Single-layer graphene was grown on a 25 μm-thick copper foil (Alfa Aesar, item No. 13382) in a flow-type low-pressure reactor. The recipe was adapted from37. The substrate was heated to 1035°C under a pressure of 640 mTorr with a mixed gas flow of CH4 / H2. The graphene transferring technique was adapted from38. Monolayer or bilayer graphene was obtained by transferring to the TEM grid once or twice. More details about the characterization and the recipe can be found in the supporting materials of Reference 18. The sample was heated to 400°C under vacuum for the purpose of cleaning before deposition of the Fe clusters. The deposition was realized in a pulsed laser deposition (PLD) chamber with a background pressure of 100 mTorr. The graphene transferred to the TEM grid was placed in the upright position to the target a distance of 100 mm. A pulsed high-power laser (400 mJ/pulse and 40 ns/pulse) was used to eject particles from the target surface, which were then deposited on the free-standing graphene.

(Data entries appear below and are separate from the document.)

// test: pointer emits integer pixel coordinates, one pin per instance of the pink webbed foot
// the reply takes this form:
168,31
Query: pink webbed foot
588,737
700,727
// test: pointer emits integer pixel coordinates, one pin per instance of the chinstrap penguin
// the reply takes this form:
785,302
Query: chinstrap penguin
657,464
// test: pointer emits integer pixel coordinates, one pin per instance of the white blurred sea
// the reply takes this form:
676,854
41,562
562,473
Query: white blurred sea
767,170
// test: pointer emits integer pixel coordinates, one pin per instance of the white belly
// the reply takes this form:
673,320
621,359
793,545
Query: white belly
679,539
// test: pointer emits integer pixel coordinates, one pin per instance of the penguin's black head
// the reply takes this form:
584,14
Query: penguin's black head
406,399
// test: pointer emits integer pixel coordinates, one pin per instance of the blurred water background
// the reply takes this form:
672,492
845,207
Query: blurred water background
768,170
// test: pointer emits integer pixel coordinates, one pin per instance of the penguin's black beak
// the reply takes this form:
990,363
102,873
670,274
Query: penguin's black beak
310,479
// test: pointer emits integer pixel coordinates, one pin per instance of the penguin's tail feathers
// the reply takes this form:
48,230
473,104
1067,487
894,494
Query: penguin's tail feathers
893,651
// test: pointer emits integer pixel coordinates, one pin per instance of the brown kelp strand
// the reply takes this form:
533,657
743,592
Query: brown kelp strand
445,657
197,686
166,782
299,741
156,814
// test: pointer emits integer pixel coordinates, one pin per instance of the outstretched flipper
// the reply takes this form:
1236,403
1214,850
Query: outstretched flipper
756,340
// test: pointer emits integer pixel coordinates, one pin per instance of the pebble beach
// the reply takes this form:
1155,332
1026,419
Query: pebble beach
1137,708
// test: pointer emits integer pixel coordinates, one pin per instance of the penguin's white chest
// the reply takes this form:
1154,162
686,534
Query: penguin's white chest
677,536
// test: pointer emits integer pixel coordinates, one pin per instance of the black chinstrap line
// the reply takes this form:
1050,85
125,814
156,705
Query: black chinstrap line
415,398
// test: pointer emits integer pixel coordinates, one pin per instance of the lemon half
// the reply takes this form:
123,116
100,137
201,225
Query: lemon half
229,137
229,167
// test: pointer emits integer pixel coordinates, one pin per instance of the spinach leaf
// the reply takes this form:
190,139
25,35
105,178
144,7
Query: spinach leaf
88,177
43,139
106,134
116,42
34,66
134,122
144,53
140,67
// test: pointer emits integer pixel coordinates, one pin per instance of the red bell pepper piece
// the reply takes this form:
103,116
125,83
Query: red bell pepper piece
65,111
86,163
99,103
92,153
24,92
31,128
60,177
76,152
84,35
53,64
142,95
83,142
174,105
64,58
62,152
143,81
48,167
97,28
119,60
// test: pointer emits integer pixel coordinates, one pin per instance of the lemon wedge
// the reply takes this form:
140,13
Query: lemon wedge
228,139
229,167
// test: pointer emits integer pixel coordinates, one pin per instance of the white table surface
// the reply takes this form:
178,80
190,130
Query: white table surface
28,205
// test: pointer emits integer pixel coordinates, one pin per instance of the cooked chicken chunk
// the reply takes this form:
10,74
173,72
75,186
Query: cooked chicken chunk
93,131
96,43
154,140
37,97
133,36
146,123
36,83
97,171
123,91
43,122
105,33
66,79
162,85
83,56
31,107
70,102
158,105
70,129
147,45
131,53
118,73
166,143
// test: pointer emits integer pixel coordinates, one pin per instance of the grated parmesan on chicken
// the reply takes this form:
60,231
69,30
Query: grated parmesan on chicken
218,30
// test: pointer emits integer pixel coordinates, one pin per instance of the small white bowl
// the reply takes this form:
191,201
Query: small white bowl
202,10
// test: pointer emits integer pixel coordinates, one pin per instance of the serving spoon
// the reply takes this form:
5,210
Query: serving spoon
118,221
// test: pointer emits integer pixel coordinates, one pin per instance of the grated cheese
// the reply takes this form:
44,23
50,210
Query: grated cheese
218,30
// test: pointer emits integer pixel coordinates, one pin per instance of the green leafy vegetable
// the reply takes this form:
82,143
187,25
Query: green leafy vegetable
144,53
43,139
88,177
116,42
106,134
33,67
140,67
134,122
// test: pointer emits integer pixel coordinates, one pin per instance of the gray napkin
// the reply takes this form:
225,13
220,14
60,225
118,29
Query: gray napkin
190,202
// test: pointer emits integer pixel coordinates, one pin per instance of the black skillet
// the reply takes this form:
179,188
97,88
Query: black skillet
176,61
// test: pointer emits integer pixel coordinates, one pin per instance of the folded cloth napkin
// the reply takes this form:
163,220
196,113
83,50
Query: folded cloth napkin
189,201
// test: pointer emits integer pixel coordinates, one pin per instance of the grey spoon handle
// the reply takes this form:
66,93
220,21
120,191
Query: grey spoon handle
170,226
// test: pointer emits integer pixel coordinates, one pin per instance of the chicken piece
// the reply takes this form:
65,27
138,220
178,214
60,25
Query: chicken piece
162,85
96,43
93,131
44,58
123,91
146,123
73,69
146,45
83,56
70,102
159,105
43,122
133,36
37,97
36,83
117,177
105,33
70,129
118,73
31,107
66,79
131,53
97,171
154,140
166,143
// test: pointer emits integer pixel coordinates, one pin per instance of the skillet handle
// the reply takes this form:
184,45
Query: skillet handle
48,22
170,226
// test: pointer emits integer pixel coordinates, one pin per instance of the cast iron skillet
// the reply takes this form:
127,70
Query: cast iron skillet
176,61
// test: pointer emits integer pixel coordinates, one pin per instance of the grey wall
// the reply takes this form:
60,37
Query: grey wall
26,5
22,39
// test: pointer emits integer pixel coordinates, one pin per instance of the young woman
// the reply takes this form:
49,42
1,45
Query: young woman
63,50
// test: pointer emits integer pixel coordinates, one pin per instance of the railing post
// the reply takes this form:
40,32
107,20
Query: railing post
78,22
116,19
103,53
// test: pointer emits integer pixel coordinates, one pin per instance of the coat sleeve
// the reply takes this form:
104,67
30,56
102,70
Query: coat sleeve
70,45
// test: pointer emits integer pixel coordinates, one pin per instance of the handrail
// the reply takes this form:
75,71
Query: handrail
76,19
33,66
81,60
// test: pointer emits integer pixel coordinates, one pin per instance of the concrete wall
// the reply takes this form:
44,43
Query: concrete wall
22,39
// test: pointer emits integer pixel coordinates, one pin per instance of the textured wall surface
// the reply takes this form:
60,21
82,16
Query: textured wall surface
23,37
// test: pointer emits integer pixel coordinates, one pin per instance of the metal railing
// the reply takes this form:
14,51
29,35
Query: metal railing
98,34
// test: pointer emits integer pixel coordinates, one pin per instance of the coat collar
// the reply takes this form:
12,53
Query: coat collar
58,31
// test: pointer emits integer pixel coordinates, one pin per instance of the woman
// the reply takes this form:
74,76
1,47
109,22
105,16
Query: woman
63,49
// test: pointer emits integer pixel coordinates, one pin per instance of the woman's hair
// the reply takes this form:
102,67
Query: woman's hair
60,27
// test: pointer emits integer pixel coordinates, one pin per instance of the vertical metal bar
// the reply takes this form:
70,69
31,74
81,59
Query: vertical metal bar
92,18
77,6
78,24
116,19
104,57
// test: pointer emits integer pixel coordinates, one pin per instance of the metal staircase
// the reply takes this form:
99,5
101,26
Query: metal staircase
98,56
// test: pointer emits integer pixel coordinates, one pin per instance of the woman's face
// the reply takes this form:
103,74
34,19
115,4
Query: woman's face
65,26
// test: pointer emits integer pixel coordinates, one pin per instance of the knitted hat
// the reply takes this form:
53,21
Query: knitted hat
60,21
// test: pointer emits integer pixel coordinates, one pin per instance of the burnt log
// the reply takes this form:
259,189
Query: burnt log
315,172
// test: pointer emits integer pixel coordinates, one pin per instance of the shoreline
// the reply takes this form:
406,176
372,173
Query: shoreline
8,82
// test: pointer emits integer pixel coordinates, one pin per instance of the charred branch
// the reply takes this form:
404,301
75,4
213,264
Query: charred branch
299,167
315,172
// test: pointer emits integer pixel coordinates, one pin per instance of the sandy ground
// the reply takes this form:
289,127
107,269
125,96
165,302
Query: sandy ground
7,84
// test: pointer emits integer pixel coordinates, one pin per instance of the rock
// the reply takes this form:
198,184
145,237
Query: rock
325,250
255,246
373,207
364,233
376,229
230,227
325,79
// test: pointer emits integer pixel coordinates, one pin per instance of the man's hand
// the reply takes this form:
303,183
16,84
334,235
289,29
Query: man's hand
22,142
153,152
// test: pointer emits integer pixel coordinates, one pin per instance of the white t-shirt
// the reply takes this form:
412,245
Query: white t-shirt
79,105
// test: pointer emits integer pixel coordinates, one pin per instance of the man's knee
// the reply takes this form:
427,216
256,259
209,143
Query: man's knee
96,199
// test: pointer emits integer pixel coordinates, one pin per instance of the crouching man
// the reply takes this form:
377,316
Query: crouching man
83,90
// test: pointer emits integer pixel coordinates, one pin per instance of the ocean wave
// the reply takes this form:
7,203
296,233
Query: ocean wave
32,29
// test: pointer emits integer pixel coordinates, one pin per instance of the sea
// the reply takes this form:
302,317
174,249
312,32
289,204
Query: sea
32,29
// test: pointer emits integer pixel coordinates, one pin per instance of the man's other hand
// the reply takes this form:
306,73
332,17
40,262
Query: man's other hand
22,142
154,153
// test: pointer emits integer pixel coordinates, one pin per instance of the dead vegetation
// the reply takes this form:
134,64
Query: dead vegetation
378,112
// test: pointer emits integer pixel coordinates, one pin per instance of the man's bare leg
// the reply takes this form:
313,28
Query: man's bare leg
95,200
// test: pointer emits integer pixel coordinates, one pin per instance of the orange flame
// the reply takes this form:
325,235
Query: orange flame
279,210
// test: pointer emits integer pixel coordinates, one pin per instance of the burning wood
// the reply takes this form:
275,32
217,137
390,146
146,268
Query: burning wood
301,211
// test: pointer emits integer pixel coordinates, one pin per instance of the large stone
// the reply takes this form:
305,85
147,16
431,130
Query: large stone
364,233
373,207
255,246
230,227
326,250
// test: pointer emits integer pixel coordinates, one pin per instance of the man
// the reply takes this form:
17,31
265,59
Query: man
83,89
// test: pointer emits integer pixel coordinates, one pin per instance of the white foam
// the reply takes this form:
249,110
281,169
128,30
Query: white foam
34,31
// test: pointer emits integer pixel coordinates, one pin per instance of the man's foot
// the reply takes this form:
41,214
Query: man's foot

TEM imaging and simulations

TEM imaging was carried out using an aberration-corrected and monochromated FEI Titan 80–300 microscope with a typical electron beam current density of about 7×106 e·s−1·nm−2 (~100 A/cm2). The third-order spherical aberration was carefully tuned to about 1 μm. The microscope was operated at 60 kV to minimize the knock-on damage to the graphene. Since the point resolution and the information limit were more sensitive to the chromatic aberration at lower operation voltages, the gun monochromator has been excited to 1.8 to reduce the electron energy spread to < 0.2 eV. Images were recorded on a charge coupled device (CCD) camera (2 k × 2 k, Gatan UltraScanTM 1000) with a binning two mode. The read-out time was 0.5 s. The HRTEM images were taken with an exposure time of 2 s and a spatial sampling of 0.20 Å / pixel. HRTEM image simulations were performed using the commercial software MacTempas. The input microscope parameters were: an acceleration voltage of 60 kV, a spherical aberration of 1 μm, a chromatic aberration of 1.5 mm, a focal spread of 2.5 nm and a convergence angle of 0.1 mrad.